Abstract

The aim of this paper is to answer to the question whether various dose fractionation regimens are highly effective up to the summit of normal tissue tolerance. Data from 45 trials on altered fractionation, radio-response of the HPV(+) oropharyngeal cancer (OPC) and concurrent chemoradiation (11 533 data) have been selected from the published papers and re-analysed. Altered fractionation regimens showed an average therapeutic gain (TG) of local tumour control (LTC) of about 2.7% per each 1 izoGy2.0 above 65 Gy. For HPV(+) OPC, TG increased by 3–3.5%/1izoGy2.0. Concurrent chemoradiation for locally advanced H&N cancer produced about 60% LTC using 65 Gy (about 20% more than altered RT). Despite randomization, data sets in the trials remain clinically and biologically heterogeneous. It is not possible to separate the TG rate as the result of change in dose per fraction from that caused by changing the overall treatment time.

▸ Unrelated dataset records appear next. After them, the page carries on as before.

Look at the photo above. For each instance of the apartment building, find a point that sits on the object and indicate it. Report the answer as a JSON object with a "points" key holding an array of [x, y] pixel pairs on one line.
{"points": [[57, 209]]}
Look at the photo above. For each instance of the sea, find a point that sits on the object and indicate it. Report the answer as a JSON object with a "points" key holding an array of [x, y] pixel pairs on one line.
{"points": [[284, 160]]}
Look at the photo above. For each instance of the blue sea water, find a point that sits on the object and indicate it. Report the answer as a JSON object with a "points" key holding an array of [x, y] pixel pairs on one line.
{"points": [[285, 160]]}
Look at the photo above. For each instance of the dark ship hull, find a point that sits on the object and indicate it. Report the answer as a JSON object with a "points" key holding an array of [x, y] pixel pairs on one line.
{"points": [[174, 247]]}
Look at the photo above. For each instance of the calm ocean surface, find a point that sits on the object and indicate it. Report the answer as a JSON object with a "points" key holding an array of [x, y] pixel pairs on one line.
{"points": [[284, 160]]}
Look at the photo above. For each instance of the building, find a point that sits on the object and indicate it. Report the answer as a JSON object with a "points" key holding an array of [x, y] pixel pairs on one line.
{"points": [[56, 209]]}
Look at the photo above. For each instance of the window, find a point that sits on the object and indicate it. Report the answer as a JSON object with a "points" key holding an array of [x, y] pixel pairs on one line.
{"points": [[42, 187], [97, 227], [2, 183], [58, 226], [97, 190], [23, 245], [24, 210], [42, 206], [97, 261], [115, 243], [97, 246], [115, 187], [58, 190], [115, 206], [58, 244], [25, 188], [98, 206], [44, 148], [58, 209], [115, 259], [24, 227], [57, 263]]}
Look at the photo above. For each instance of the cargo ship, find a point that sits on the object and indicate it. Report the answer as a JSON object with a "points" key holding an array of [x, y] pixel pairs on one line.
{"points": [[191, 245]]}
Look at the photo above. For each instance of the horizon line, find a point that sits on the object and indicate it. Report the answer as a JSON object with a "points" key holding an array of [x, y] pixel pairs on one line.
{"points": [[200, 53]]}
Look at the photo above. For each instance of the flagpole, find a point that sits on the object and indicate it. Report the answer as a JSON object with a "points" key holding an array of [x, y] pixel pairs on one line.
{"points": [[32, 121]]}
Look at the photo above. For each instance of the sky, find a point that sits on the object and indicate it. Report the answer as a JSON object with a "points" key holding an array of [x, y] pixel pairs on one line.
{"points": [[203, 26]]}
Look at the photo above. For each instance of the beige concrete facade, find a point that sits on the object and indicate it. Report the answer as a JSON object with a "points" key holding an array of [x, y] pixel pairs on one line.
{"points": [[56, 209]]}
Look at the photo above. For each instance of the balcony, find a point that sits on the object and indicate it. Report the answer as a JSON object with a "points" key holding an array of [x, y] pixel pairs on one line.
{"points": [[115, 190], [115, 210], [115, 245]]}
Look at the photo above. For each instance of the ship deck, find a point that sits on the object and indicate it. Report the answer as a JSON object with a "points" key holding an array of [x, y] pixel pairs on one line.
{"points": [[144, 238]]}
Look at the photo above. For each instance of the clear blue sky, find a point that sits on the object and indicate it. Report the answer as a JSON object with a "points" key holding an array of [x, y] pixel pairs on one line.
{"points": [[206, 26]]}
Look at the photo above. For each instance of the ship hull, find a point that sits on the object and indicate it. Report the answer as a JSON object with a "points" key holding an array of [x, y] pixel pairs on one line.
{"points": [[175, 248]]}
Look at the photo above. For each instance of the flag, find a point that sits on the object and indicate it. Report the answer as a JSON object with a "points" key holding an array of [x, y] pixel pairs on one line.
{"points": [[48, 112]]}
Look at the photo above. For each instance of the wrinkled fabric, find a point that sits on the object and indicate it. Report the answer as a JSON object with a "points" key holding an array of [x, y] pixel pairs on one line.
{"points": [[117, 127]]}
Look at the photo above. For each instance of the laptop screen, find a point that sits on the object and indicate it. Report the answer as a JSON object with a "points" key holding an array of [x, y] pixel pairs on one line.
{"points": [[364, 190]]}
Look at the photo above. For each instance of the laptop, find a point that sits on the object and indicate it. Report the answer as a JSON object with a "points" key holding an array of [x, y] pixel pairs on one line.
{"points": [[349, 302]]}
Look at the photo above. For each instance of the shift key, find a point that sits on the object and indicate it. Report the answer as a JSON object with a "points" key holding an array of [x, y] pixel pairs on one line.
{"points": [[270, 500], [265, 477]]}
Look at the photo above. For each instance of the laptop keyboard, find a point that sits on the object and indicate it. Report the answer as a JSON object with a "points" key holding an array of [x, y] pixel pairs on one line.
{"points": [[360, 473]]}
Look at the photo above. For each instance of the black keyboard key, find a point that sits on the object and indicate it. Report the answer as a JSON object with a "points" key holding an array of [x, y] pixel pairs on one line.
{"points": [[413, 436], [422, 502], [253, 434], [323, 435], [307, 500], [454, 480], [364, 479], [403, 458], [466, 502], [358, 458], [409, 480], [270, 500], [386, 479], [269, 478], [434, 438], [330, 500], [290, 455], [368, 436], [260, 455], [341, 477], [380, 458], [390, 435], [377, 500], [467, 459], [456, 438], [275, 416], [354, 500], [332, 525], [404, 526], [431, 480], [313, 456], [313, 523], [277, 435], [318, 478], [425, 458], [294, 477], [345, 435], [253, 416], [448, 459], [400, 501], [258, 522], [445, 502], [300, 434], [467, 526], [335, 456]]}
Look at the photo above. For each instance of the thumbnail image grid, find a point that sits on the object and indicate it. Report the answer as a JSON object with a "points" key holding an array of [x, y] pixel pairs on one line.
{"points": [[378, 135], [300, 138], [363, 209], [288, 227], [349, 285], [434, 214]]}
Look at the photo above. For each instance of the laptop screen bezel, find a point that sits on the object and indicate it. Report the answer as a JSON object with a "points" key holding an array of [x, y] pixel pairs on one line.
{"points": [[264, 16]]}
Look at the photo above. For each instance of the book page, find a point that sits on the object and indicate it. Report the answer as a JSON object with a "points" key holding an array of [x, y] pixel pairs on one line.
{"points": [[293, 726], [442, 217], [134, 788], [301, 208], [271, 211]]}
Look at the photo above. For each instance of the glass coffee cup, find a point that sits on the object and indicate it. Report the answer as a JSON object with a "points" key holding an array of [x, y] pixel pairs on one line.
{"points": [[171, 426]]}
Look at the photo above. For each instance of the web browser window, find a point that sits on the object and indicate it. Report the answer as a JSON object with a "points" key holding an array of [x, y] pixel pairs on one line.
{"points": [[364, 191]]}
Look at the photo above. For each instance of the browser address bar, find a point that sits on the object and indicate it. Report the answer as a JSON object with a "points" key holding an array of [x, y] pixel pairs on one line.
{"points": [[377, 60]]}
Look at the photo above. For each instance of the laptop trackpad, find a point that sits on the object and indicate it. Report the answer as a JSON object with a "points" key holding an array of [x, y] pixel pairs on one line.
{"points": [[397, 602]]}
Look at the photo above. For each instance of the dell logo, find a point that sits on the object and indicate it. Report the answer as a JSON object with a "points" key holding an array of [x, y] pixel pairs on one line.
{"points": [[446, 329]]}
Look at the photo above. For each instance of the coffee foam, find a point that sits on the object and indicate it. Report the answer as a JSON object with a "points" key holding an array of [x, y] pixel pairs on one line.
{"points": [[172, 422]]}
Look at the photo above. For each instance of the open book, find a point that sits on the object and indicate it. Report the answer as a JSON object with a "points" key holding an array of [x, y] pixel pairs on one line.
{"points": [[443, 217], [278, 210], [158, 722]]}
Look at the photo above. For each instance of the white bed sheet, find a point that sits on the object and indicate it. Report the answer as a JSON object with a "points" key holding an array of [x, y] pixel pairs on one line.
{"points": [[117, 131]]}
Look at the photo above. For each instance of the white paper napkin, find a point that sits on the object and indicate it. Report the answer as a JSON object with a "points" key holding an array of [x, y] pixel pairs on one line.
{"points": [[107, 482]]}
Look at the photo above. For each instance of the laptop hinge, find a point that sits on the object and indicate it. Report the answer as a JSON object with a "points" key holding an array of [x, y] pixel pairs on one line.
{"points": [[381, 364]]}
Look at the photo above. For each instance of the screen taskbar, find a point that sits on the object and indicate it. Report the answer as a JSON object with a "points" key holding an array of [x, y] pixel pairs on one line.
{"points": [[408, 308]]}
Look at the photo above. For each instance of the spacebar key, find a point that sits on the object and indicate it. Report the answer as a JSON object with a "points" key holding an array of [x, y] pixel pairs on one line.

This is major weakness of the trials. Moreover, the results are presented as an average value of the LTC or survival. The overstepped tolerance summit is very rarely precisely presented. It likely seems that the tolerance summit is not a single value and is only partly related to dose fractionation intensity, it mainly depends on radiosensitivity and the irradiation volume of normal tissue(s) and their potential repair capacity, and an activation of immunological defense. Finally, it is difficult to accept average trial’ results as evidence based guidelines for personalized radiotherapy for individual patients; what is more the individual tolerance summit is not universal and well quantified.